If you have the extra disk space, CLUSTER is supposed to be better
than VACUUM FULL, but you need an index to cluster the table on.

If you use TRUNCATE, the VACUUM is not necessary but an ANALYZE would be useful.

I don't think you ever said what version you're running--that would be
helpful.  "SELECT version();" at the psql prompt will tell you the
server version.

I highly recommend referring to the docs for your version of Postgres at:

http://www.postgresql.org/docs/

if you have any questions about the above commands.

-Doug

Re: slow pgsql tables - need to vacuum?

From
Alan Hodgson
Date:
On Monday 07 April 2008, Dan99 <power919@gmail.com> wrote:
> Does TRUNCATE TABLE keep all necessary table
> information such as indexes, constraints, triggers, rules, and
> privileges?

Yes. It does require an exclusive lock on the table very briefly, though,
which DELETE does not.

> Currently a mass DELETE is being used to remove the data.

And that's why the table is bloating. Especially if you aren't VACUUMing it
before loading the new data.

> Since VACUUM has never been done on the tables before, should a VACUUM
> FULL be done first?  If so, approximately how long does a VACUUM FULL
> take on a database with 25 tables each having anywhere form 1,000 to
> 50,000 rows?

Honestly, you'd be better off dumping and reloading the database. With that
little data, it would be pretty quick. Although, VACUUM is pretty fast on
tables with no indexes.

> The reason I ask is because this is a live website, and
> any down time is very inconvenient.  Also, would it be sufficient
> (after the first VACUUM FULL) to simply use a VACUUM ANALYZE after the
> tables are repopulated (ie. every night)?

If you do a TRUNCATE and then a fresh load, a simple ANALYZE is sufficient.

You really should create some indexes though. Right now your queries are
looping through the whole table for every SELECT. The only reason you're
not dying is your tables are small enough to completely fit in memory, and
presumably your query load is fairly low.

--
Alan

Re: slow pgsql tables - need to vacuum?

From
Dan99
Date:
On Apr 7, 11:14 am, ahodg...@simkin.ca (Alan Hodgson) wrote:
> On Monday 07 April 2008, Dan99 <power...@gmail.com> wrote:
>
> > Does TRUNCATE TABLE keep all necessary table
> > information such as indexes, constraints, triggers, rules, and
> > privileges?
>
> Yes. It does require an exclusive lock on the table very briefly, though,
> which DELETE does not.
>
> > Currently a mass DELETE is being used to remove the data.
>
> And that's why the table is bloating.

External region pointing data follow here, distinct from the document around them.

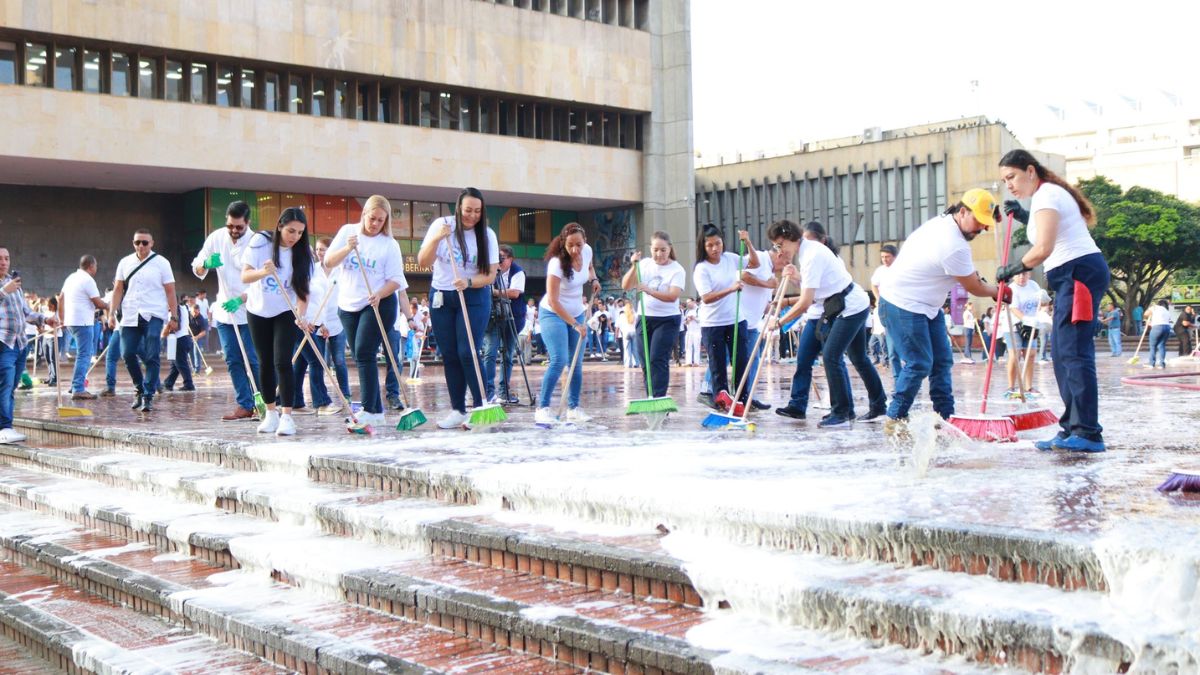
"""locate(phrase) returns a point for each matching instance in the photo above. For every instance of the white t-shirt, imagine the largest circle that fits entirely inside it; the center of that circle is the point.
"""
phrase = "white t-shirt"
(756, 298)
(263, 297)
(77, 293)
(826, 274)
(661, 279)
(924, 272)
(382, 260)
(570, 291)
(1073, 240)
(144, 294)
(1026, 300)
(229, 284)
(708, 278)
(443, 274)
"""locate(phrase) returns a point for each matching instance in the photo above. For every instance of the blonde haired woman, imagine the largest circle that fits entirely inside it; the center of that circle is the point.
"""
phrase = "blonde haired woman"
(379, 255)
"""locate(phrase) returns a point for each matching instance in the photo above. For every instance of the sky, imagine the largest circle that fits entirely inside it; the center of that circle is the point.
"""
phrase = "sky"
(769, 75)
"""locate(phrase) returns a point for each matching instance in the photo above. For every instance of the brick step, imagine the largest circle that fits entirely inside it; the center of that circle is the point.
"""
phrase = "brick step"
(19, 659)
(281, 623)
(412, 523)
(76, 631)
(604, 631)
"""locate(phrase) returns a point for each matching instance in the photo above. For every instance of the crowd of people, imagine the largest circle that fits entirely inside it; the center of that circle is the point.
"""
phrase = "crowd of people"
(287, 309)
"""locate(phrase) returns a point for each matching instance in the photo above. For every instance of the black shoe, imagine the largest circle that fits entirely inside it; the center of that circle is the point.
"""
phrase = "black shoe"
(789, 411)
(874, 416)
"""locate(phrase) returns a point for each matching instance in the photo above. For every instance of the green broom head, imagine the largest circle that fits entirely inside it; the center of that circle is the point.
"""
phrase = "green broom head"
(655, 405)
(411, 419)
(489, 414)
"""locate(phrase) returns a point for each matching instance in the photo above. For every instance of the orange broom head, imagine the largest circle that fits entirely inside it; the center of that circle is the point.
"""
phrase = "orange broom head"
(1038, 418)
(985, 428)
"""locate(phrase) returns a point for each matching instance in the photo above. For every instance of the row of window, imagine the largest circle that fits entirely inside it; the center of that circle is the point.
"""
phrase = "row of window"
(883, 204)
(132, 71)
(628, 13)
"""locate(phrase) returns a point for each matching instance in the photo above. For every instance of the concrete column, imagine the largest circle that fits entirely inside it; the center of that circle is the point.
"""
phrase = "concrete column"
(667, 154)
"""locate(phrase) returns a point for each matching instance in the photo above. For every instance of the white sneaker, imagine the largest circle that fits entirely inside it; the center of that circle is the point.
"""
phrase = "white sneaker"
(545, 417)
(287, 426)
(11, 436)
(270, 422)
(577, 416)
(454, 420)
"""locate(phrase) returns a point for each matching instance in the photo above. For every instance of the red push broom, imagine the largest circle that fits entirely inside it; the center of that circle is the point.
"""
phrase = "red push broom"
(984, 426)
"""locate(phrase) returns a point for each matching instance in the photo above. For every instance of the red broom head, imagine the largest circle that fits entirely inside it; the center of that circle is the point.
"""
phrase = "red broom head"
(1038, 418)
(985, 428)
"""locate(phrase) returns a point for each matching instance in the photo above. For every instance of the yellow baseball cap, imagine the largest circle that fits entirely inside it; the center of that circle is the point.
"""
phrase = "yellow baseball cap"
(982, 204)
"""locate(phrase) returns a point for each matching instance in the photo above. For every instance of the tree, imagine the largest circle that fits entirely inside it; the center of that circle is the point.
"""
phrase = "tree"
(1145, 236)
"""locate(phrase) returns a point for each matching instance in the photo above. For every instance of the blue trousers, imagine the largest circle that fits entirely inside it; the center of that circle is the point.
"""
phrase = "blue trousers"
(451, 336)
(143, 344)
(241, 388)
(1074, 346)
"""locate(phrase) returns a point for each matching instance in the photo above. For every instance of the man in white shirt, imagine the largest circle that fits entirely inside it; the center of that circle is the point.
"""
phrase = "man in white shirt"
(79, 302)
(222, 251)
(935, 257)
(144, 296)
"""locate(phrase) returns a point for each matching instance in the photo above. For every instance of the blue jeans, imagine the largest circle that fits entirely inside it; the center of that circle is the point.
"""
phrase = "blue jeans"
(661, 333)
(85, 341)
(498, 341)
(143, 341)
(390, 384)
(1074, 344)
(924, 347)
(363, 333)
(561, 341)
(451, 336)
(1158, 336)
(310, 364)
(244, 393)
(335, 356)
(9, 375)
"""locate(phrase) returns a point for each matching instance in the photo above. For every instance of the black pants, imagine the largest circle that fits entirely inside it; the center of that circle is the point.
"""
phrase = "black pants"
(275, 339)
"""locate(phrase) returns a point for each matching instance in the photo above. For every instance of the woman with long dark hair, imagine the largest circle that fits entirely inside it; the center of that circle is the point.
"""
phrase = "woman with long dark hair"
(271, 258)
(837, 311)
(1059, 228)
(465, 255)
(358, 299)
(718, 280)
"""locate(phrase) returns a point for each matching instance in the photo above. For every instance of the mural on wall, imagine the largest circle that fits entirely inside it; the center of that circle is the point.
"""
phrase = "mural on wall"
(613, 237)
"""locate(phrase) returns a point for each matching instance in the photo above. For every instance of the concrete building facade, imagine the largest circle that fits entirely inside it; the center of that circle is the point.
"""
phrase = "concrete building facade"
(557, 109)
(868, 190)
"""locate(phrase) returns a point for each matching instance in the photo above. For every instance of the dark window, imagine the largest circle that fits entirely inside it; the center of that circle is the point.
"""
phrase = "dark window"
(123, 75)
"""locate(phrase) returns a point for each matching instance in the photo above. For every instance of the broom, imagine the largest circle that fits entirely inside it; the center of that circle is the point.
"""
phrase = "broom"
(232, 306)
(64, 411)
(1134, 360)
(1036, 418)
(651, 405)
(354, 425)
(412, 417)
(1181, 479)
(738, 419)
(983, 426)
(487, 413)
(723, 398)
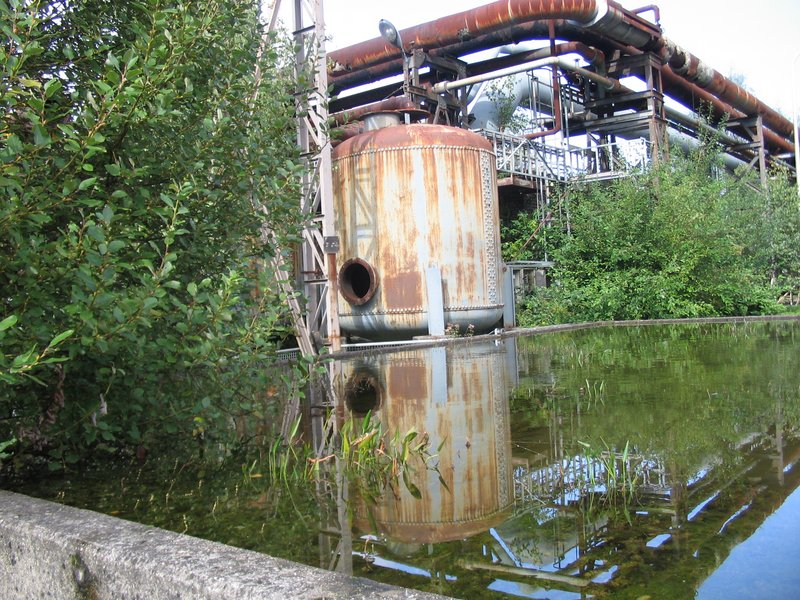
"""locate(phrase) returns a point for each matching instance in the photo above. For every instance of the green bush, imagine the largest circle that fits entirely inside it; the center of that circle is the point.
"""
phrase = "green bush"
(130, 147)
(671, 242)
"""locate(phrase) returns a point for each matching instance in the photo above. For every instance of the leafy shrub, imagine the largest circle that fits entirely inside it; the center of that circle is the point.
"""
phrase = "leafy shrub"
(131, 146)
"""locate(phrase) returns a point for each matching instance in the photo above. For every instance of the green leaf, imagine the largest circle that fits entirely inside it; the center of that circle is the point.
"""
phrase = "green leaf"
(60, 338)
(9, 321)
(87, 183)
(40, 136)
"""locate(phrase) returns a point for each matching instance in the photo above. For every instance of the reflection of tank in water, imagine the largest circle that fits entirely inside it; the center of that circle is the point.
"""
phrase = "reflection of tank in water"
(455, 394)
(416, 210)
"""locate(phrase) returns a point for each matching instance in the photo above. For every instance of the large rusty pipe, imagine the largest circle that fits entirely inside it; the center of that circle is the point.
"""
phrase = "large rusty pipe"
(501, 22)
(606, 16)
(698, 72)
(607, 82)
(693, 96)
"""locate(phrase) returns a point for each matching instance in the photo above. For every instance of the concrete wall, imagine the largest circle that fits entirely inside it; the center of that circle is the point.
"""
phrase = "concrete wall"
(48, 550)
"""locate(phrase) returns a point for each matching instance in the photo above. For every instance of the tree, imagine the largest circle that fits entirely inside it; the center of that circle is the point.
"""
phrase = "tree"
(130, 150)
(660, 244)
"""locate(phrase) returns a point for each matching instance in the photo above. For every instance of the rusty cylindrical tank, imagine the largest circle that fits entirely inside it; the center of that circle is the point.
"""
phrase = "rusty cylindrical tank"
(410, 197)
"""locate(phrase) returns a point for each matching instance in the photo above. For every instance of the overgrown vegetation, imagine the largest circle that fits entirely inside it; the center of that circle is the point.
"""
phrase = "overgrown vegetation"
(134, 137)
(671, 242)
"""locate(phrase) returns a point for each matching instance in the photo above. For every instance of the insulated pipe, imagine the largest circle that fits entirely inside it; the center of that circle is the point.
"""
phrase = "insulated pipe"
(511, 21)
(606, 16)
(698, 72)
(607, 82)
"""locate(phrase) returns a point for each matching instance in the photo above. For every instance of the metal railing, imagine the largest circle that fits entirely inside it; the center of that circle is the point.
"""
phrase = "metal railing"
(521, 157)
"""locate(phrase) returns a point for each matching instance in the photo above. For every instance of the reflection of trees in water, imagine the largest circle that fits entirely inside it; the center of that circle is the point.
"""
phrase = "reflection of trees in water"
(728, 378)
(720, 469)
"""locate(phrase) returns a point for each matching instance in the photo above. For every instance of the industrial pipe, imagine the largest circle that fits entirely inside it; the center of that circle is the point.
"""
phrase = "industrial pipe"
(590, 18)
(607, 82)
(606, 16)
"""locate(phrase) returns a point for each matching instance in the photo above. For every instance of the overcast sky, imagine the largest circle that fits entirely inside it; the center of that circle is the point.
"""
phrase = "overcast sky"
(757, 39)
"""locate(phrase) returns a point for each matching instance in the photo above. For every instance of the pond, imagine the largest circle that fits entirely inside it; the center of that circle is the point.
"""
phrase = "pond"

Especially if you aren't VACUUMing it
> before loading the new data.
>
> > Since VACUUM has never been done on the tables before, should a VACUUM
> > FULL be done first?  If so, approximately how long does a VACUUM FULL
> > take on a database with 25 tables each having anywhere form 1,000 to
> > 50,000 rows?
>
> Honestly, you'd be better off dumping and reloading the database. With that
> little data, it would be pretty quick. Although, VACUUM is pretty fast on
> tables with no indexes.
>
> > The reason I ask is because this is a live website, and
> > any down time is very inconvenient.  Also, would it be sufficient
> > (after the first VACUUM FULL) to simply use a VACUUM ANALYZE after the
> > tables are repopulated (ie. every night)?
>
> If you do a TRUNCATE and then a fresh load, a simple ANALYZE is sufficient.
>
> You really should create some indexes though. Right now your queries are
> looping through the whole table for every SELECT. The only reason you're
> not dying is your tables are small enough to completely fit in memory, and
> presumably your query load is fairly low.
>
> --
> Alan
>
> --
> Sent via pgsql-general mailing list (pgsql-gene...@postgresql.org)
> To make changes to your subscription:http://www.postgresql.org/mailpref/pgsql-general

A new website and hence a new database is planed for the near future,
so It is good that I am learning all this now.  How do indexes work
and what columns should I put them on in a given table?  Technically,
what is the difference between a VACUUM and VACUUM FULL?  I know I can
probably get all this information from the docs, but I hope you guys
can bear with me just a little bit longer :)

Thanks,
Daniel